La conversación terminó y escuché como el señor Golpin bajaba las escaleras y salía del condominio, pese a ser ya de madrugada. Este tipo de querellas eran habituales entre Akriza y su marido, lo que no sabía era si estaban locos o era verdad lo que decían. Yo, sin embargo, lo escuchaba todo siempre, hasta cuando Akriza lloraba y se rajaba los brazos. Había tenido ocasión de comprobarlo al mirarla una ocasión en que no cruzaba los brazos y observar las atroces cicatrices que inundaban su piel pálida. A continuación del señor Golpin alguien más bajó la escalera. No pude discernir si se trataba de Akriza o de Jicari, así que esperé para confirmar mis sospechas.

Ni siquiera me puse playera, juzgué oportuno salir tal y como estaba. Para mi mayor decepción era Jicari, quien estaba tirada en los escalones, con la mirada perdida y el semblante atrofiado. La pobre niña había sido, indudablemente, golpeada y violada por su padre, quien, por la agitada voz y el tono impulsivo y déspota, estaría seguramente ahogado en alcohol. Quise sentir algo, tal vez compasión por aquella miserable criatura, pero me fue imposible. Las únicas emociones que ligeramente significaban algo, no solo para mí, sino para toda la raza humana, eran aquellas procedentes de los vicios y las depravaciones.
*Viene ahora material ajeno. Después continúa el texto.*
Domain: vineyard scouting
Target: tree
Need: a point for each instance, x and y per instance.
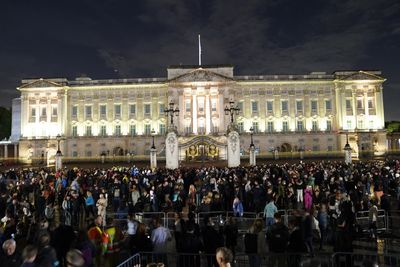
(5, 123)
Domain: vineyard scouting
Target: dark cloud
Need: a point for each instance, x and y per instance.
(110, 38)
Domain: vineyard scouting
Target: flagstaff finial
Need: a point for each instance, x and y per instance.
(199, 51)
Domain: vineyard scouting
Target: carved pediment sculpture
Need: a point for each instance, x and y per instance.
(362, 75)
(201, 75)
(41, 83)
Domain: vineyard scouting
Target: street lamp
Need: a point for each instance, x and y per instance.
(58, 156)
(58, 137)
(251, 137)
(347, 149)
(171, 111)
(152, 136)
(232, 110)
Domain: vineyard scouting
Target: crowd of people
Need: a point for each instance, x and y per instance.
(89, 217)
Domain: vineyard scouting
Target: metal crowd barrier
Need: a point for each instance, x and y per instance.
(200, 259)
(133, 261)
(364, 259)
(362, 218)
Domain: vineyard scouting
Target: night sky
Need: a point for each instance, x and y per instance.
(128, 38)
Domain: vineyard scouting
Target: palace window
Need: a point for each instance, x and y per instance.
(255, 126)
(133, 129)
(284, 105)
(300, 125)
(118, 130)
(117, 109)
(314, 106)
(240, 127)
(147, 109)
(299, 106)
(188, 106)
(147, 129)
(132, 109)
(285, 126)
(359, 103)
(162, 128)
(44, 112)
(370, 103)
(240, 106)
(329, 125)
(254, 106)
(54, 112)
(214, 105)
(103, 110)
(88, 112)
(103, 130)
(74, 131)
(270, 107)
(74, 111)
(188, 129)
(348, 104)
(201, 104)
(270, 126)
(314, 126)
(360, 124)
(162, 108)
(33, 112)
(328, 105)
(88, 130)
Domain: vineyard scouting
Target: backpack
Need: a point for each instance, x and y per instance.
(250, 243)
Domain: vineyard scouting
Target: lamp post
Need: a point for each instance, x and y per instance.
(232, 110)
(171, 111)
(347, 150)
(152, 136)
(153, 152)
(58, 154)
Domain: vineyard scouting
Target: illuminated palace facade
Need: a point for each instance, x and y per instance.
(288, 113)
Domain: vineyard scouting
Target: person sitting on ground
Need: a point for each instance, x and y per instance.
(9, 256)
(75, 258)
(29, 255)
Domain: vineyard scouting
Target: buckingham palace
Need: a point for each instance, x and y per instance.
(315, 112)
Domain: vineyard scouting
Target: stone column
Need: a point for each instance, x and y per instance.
(347, 155)
(153, 158)
(276, 154)
(233, 149)
(171, 151)
(194, 113)
(252, 156)
(5, 151)
(208, 115)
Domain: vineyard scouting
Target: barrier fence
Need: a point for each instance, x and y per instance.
(388, 222)
(268, 259)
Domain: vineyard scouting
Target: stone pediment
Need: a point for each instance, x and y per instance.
(362, 75)
(41, 83)
(200, 75)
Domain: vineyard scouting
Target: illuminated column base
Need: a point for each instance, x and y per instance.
(58, 162)
(153, 158)
(347, 156)
(252, 156)
(171, 151)
(233, 149)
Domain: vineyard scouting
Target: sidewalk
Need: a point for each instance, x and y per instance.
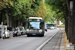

Sí, solo ese tipo de actos totalmente ignominiosos y que la mayoría rechazaba por hipocresía y falsedad, que rompían con los esquemas impuestos y quebrantaban los valores y principios heredados, eran los que aún hacían sentir vivo a un ser como yo.

Constantemente era mal visto el aborto, el asesinato, el parricidio, el matricidio, el ateísmo, el alcoholismo, la drogadicción, el tabaquismo, el robo, la prostitución, la pornografía, entre muchas otras cosas, pero realmente ¿cómo se podía diferenciar qué era bueno y qué malo más allá de lo que se nos había enseñado desde nuestro nacimiento? ¿No era, en todo caso, simple cuestión de percepción lo que se consideraba bueno o malvado? ¿No era un asunto de posición? Lo que era adecuado para unos, sería seguramente perjudicial para otros. El bien común era una quimera tan risible y estúpida como todos los dioses y religiones, como cualquier supuesta virtud que se adjudicaba a una babel de monos cuyos únicos fines eran fornicar y envilecerse.

Por ende, pasé de largo haciendo caso omiso a las lágrimas de la niña que consideraba la única criatura en el mundo que podía entender mi sufrimiento. Sin embargo, si ella entendía el mío, ¿estaba yo obligado a entrometerme en el suyo? Desde luego que no, y siendo así me retiré. Noté que escurría sangre de entre sus piernas, aunque dudé que fuera virgen hasta esa noche teniendo como padre a un depravado como el señor Golpin. En fin, la dejé ahí y subí apresuradamente hasta alcanzar el piso donde sobrevivía Akriza, aquella mujer que escandalizaba mis pasiones más carnales. Una vez ahí, me detuve unos momentos para inspeccionar el escenario, pues la puerta se hallaba entreabierta. Inmensa fue mi sorpresa al vislumbrar a Akriza toda batida de mierda y en un estado tal de excitación que mi pito se puso tan rígido como el cemento.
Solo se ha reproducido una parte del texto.